A work test currently applies to anyone wishing to make personal contributions between the ages of 67 and 74 years old (inclusive). It requires a person to work at least 40 hours in 30 consecutive days in a financial year before they can make personal contributions to super. The work test also applies to salary sacrifice arrangements.

From 1 July 2022, the government proposes to abolish the work test for non-concessional contributions (including ‘bring forward’ contributions) and salary sacrifice contributions for anyone aged between 67 and 74 years old. It also applies to contributions made for a person’s spouse.

However, the work test will continue for anyone wishing to claim a tax deduction for personal superannuation contributions.

This change will not only allow members to increase their superannuation balances but also makes it easier for a couple to rebalance them to maximise their transfer balance caps.

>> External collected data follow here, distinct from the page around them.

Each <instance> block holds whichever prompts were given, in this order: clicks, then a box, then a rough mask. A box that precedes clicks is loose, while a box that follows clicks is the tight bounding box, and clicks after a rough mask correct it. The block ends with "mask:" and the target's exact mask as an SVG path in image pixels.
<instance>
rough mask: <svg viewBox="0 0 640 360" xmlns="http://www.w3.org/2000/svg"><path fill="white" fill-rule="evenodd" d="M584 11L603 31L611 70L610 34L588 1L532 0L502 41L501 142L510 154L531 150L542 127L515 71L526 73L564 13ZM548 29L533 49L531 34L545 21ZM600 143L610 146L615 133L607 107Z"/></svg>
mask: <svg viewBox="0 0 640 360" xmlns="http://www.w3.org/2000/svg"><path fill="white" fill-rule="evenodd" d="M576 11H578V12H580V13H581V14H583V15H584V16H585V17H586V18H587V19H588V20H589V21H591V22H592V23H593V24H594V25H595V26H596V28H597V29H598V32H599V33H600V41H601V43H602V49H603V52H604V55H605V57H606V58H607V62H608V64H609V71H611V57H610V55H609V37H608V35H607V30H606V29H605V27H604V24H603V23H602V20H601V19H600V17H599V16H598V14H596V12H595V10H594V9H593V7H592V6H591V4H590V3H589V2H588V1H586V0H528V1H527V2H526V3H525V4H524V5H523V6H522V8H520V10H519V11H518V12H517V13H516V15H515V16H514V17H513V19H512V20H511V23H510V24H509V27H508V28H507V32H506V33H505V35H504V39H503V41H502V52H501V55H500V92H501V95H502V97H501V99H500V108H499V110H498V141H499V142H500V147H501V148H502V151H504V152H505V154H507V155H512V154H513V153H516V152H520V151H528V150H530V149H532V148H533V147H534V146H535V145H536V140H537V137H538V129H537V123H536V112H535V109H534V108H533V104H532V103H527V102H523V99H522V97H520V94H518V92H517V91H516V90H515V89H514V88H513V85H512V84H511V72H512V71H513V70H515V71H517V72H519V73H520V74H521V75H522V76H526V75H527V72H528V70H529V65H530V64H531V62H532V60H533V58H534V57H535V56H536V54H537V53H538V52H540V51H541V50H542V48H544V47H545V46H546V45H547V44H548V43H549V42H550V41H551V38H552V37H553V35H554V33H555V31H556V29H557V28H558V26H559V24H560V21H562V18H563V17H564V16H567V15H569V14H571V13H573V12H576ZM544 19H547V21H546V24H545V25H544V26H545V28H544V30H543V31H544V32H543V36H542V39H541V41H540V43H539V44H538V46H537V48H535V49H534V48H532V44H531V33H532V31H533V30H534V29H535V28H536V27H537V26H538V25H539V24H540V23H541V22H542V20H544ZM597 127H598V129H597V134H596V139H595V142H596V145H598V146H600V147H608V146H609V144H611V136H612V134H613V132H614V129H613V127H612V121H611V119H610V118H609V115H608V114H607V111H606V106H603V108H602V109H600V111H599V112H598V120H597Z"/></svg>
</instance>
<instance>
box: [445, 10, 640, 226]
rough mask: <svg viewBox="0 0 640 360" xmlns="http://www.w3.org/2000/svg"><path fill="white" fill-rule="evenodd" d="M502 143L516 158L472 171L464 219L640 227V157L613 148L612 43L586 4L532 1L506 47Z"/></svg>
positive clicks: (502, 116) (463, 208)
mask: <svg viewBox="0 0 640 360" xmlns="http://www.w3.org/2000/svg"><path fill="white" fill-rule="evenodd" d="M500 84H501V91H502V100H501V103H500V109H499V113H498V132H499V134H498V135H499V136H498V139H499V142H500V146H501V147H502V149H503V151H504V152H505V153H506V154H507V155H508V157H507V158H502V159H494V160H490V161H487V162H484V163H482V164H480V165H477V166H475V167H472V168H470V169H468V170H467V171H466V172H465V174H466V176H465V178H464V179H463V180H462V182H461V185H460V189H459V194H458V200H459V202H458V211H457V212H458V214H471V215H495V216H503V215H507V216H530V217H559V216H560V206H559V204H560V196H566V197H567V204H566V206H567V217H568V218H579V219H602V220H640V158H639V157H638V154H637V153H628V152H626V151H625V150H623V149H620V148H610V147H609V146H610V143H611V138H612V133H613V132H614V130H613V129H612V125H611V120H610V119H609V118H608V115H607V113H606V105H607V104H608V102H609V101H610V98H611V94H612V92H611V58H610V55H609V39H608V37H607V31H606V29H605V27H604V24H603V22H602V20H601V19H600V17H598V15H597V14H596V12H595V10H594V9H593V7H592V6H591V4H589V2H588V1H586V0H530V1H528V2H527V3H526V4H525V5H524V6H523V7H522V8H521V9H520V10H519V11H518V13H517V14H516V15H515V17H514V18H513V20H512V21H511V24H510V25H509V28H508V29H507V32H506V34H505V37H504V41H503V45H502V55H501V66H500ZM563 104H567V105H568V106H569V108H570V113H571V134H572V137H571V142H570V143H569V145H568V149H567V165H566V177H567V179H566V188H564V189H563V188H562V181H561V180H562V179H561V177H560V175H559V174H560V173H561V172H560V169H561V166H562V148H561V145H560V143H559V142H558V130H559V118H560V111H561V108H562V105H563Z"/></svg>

SMSF residency requirements to be relaxed

To gain tax concessions, superannuation funds are required to meet three tests to qualify as an ‘Australian superannuation fund’. These include the establishment test, central management and control test, and active member test. In some situations, SMSFs are unable to meet the definition if members were temporarily absent from Australia and made contributions to the fund. The penalty is that the fund would be taxed as a non-complying superannuation fund and the income and assets are taxed at 45%, resulting in a significant penalty for a relatively minor breach of the rules.

The government has announced that it will relax the residency requirements for SMSFs and small APRA funds (SAFs) by extending the time trustees can be temporarily absent from Australian from two to five years and continue to meet the central management and control test. In addition, the active member test, which restricted contributions being made to an SMSF or SAF when members were overseas, is proposed to be abolished.

Members of SMSFs and SAFs will have the opportunity to continue contributing to their preferred fund when undertaking work or pursuing other activities overseas. It is anticipated that the change is expected to commence from 1 July 2022.

SMSF legacy pension conversion

The Government will (finally) allow individuals within SMSFs to exit a specified range of legacy retirement products, together with any associated reserves, for a two-year period. The measure will have effect from the first financial year after the date of Royal Assent of the enabling legislation. The measure will include market-linked, life-expectancy and lifetime products, but not flexi-pension products or a lifetime product in a large APRA-regulated or public sector defined benefit scheme.

Previously, your client could only roll over to a like for like product. By allowing members to get full access to the underlying capital and reserves of their old defined benefit products, they can enjoy the benefits of more flexible retirement products. Please note any new pension may now become assessable by Centrelink for the aged pension.

ATO clarifies impact of contribution indexing and bring forward NCC

Last month, we incorrectly reported that your client can bring forward an extra $20,000 of non-concessional contributions given the NCC cap increases to $110,000 from 1 July 2021. The ATO has published on its website that only $100,000 per year for the next two years and be brought forward despite the cap increasing to $110,000. So based on a member balance of $1 million, your client can contribute under the bring forward rules a non-concessional contribution of $300,000 in this financial year and $330,000 in the following year.